KILLING IT
LEARNING THE ART OF BUTCHERY
CAMAS DAVIS Picador, 341pp, £16.99, Oldie price £12.79 inc p&p
The essence of this book is laid out on the slab in its first chapter, which describes the slaughter and dismembering in a small, family-run abattoir in Gascony of a 700lb pig. It is, wrote Taylor Antrim in Vogue, a ‘gastronomic memoir’.
Thirtysomething Camas Davis from Portland, Oregon, loses her job as a magazine editor, splits from her boyfriend and buys a flight to Toulouse to learn the art of wholeanimal butchery as it is practised by 1 per cent of the meat industry, ie, at the opposite end of the spectrum from boneless chicken breasts in Styrofoam packaging. This, wrote Hilary Rose in the Times, was ‘cradle-to-grave, nose-to-tail pig business. They grew the grain that fed the pigs, fattened them in their fields, slaughtered them in their slaughterhouse, then used every single bit except the oink for food.’

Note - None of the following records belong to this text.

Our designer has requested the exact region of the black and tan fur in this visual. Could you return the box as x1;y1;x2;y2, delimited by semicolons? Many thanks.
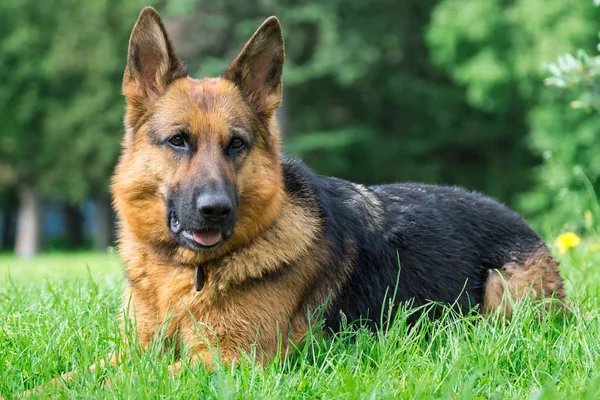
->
110;7;565;368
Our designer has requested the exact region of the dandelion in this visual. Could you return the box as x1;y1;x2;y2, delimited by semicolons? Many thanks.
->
555;232;581;254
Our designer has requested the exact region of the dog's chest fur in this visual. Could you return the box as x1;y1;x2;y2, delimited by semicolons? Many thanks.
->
119;174;338;360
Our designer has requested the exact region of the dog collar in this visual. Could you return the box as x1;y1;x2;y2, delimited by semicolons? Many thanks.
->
194;265;205;292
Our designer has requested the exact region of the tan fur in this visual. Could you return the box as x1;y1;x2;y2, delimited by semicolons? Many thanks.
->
110;8;340;367
113;76;286;268
116;192;330;364
483;246;565;316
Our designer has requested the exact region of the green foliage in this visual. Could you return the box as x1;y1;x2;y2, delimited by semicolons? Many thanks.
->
428;0;600;231
1;0;599;235
545;48;600;112
165;0;536;203
2;246;600;398
0;0;140;202
527;6;600;233
527;21;600;233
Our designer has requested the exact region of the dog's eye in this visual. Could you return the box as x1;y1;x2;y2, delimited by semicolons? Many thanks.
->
168;135;186;147
229;138;245;151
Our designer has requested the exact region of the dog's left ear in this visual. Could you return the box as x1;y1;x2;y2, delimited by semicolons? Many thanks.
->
223;17;284;118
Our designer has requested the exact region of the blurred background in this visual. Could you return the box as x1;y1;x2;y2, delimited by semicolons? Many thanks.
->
0;0;599;258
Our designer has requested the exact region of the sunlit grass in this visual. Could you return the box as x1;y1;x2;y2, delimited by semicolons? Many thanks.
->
0;250;122;284
1;236;600;399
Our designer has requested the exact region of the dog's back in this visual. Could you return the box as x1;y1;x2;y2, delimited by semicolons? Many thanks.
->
282;158;564;328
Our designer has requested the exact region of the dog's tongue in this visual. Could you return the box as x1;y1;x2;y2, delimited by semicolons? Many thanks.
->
192;230;222;247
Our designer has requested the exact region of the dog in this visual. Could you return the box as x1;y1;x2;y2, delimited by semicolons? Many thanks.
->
110;6;565;368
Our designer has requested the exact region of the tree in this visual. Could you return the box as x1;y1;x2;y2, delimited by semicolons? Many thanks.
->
427;0;600;231
0;0;56;256
0;0;139;255
537;4;600;231
165;0;538;205
39;0;139;250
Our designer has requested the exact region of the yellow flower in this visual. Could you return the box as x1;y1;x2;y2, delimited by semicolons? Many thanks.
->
555;232;581;254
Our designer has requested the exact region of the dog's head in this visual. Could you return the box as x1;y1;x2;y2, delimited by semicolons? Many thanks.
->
112;7;285;262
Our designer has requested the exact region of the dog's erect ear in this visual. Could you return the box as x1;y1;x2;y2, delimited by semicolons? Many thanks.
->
223;17;284;118
123;7;186;101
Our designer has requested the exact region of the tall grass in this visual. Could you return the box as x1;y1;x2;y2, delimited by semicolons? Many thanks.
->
1;238;600;399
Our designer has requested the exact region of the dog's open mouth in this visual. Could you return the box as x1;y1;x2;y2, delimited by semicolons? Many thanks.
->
184;229;222;247
169;211;224;249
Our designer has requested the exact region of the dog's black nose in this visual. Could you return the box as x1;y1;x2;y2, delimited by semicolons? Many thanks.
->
197;193;232;221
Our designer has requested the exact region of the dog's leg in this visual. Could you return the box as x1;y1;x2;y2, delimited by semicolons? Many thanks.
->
166;346;221;378
21;351;123;397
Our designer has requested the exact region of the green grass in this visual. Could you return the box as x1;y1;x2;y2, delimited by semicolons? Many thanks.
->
2;240;600;399
0;250;122;284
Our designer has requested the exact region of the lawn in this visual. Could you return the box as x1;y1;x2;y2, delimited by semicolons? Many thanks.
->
0;251;123;284
1;238;600;399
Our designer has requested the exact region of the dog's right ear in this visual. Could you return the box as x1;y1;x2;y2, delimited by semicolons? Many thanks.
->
123;7;186;103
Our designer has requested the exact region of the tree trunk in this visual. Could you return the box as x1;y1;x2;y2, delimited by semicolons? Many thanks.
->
15;183;41;257
1;209;15;250
64;202;84;249
93;194;113;251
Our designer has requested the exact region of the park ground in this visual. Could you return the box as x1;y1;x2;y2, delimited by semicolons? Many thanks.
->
1;232;600;399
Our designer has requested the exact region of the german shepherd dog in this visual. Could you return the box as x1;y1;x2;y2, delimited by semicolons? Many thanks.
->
111;7;565;368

The second part of the book deals with Davis’s founding of the Portland Meat Collective, whereby she aims to educate her fellow Americans in the French way of killing and eating. In amongst it all is the equally bloody tale of her love life. Cree Lefavour for the New York Times was unimpressed: for anyone with an interest in food, ‘much of the material will feel overly familiar’ and her ‘insights and questions appear better suited to the village idiot in Agen than to an American reader in 2018’, leaving one to wonder whether she really was ever that naive. Ouch.